Wifi is available for free in the flat, however you will need a device to connect to it. There are also plenty of WiFi hotspots in town. Some of these are free, while others charge about £1 per hour.
Very good reception in Brasov and at the bear sanctuary.
Romania is 2 hours ahead of GMT (GMT +2)
Romania has European two-pin plugs.
We arrange two half day trips, covering the cost of transportation, if you stay for 2 weeks or more. If you are staying for one week, you will only be able to do one half day trip.
Which trip you do will be decided when you are in Romania. The two options are:
- A trip to Bran castle (Dracula’s castle). Entrance fee: approx £5
- Trip to Sinaia, a nearby town with the beautiful Peles castle. Entrance fee: approx £5
There are plenty of places to visit in Brasov and the surrounding area. Situated in the heart of Romania, Brasov is a charming medieval town with an ancient history and plenty of interesting monuments. It has great transport links to other wonderful cities in Romania, and even further afield.
You will have evenings and weekends free.

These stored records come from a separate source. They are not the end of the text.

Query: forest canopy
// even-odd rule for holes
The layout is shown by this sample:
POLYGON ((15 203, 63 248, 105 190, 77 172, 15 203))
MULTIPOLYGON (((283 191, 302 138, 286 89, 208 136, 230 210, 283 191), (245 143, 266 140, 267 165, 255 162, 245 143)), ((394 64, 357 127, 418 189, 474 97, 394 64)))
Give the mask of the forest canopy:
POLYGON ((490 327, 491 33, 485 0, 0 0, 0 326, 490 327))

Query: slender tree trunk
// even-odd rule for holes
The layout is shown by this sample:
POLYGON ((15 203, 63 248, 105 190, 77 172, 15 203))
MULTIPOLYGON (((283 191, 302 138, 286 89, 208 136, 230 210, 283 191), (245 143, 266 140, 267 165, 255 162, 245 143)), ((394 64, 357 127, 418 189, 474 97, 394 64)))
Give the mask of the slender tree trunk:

You are very much encouraged to photograph the bears and the sanctuary – indeed, this is one of the great highlights of the project. Please be aware however that you will be asked to pay a fee of 35 euros if you have a camera with a telephoto lens.
Supervision will be fairly intensive during the first few days, when you will receive a thorough induction and work-related training. Once you are comfortable with things, you might not always have a supervisor working alongside you, but there will always be staff and other volunteers around to help, and you will always be accompanied for any high risk activities.
Staff at Oyster’s head office and in-country will be responsible for your safety and welfare while you are at the project. This will start from the moment you are picked up from the airport until the time you are dropped back there. Before and after these times, you will be outside Oyster’s responsibility and should make sure that you act safely and avoid risk. This is also true if you choose to leave the project during your time off. We will give you plenty of guidance and advice about this.